To set up a CSV manifest stored in a different AWS account

  1. Create a role in the destination account that is based on the Amazon S3 batch operations trust policy. In this procedure, the destination account is the account that the objects are being copied to.

    For more information about the trust policy, see Trust Policy. For more information about creating a role, see Creating a Role to Delegate Permissions to an AWS Service in the IAM User Guide.

    If you create the role using the console, enter a name for the role (the example role uses the name BatchOperationsDestinationRoleCOPY). Choose the S3 service, and then choose the S3 bucket Batch Operations use case, which applies the trust policy to the role. Then choose Create policy to attach the following policy to the role.

    { "Version": "2012-10-17", "Statement": [ { "Sid": "AllowBatchOperationsDestinationObjectCOPY", "Effect": "Allow", "Action": [ "s3:PutObject", "s3:PutObjectVersionAcl", "s3:PutObjectAcl", "s3:PutObjectVersionTagging", "s3:PutObjectTagging", "s3:GetObject", "s3:GetObjectVersion", "s3:GetObjectAcl", "s3:GetObjectTagging", "s3:GetObjectVersionAcl", "s3:GetObjectVersionTagging" ], "Resource": [ "arn:aws:s3:::ObjectDestinationBucket*/*", "arn:aws:s3:::ObjectSourceBucket/*", "arn:aws:s3:::ObjectSourceManifestBucket/*" ] } ] }

    Using the policy, the role grants batchoperations.s3.amazonaws.com permission to read the manifest in the source manifest bucket. It grants permissions to GET objects, ACLs, tags, and versions in the source object bucket. It also grants permissions to PUT objects, ACLs, tags, and versions into the destination object bucket.

  2. In the source account, create a bucket policy for the bucket that contains the manifest to grant the role that you created in the previous step to GET objects and versions in the source manifest bucket. This step allows Amazon S3 batch operations to read the manifest using the trusted role. Apply the bucket policy to the bucket that contains the manifest.

    The following is an example of the bucket policy to apply to the source manifest bucket.

    { "Version": "2012-10-17", "Statement": [ { "Sid": "AllowBatchOperationsSourceManfiestRead", "Effect": "Allow", "Principal": { "AWS": [ "arn:aws:iam::*DestinationAccountNumber*:user/ConsoleUserCreatingJob", "arn:aws:iam::*DestinationAccountNumber*:role/BatchOperationsDestinationRoleCOPY" ] }, "Action": [ "s3:GetObject", "s3:GetObjectVersion" ], "Resource": "arn:aws:s3:::*ObjectSourceManifestBucket*/*" } ] }

    This policy also grants permissions to allow a console user who is creating a job in the destination account the same permissions in the source manifest bucket through the same bucket policy.

  3. In the source account, create a bucket policy for the source bucket that grants the role you created to GET objects, ACLs, tags, and versions in the source object bucket. Amazon S3 batch operations can then get objects from the source bucket through the trusted role.

    The following is an example of the bucket policy for the bucket that contains the source objects.

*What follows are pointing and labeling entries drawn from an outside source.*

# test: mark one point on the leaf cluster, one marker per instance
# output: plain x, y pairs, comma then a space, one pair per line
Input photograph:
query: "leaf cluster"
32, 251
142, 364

    { "Version": "2012-10-17", "Statement": [ { "Sid": "AllowBatchOperationsSourceObjectCOPY", "Effect": "Allow", "Principal": { "AWS": "arn:aws:iam::*DestinationAccountNumber*:role/BatchOperationsDestinationRoleCOPY" }, "Action": [ "s3:GetObject", "s3:GetObjectVersion", "s3:GetObjectAcl", "s3:GetObjectTagging", "s3:GetObjectVersionAcl", "s3:GetObjectVersionTagging" ], "Resource": "arn:aws:s3:::ObjectSourceBucket/*" } ] }
  4. Create an Amazon S3 batch operations job in the destination account. You need the ARN for the role that you created in the destination account.

    For general information about creating a job, see Creating an Amazon S3 Batch Operations Job. For information about creating a job using the console, see Creating an Amazon S3 Batch Operations Job in the Amazon Simple Storage Service Console User Guide.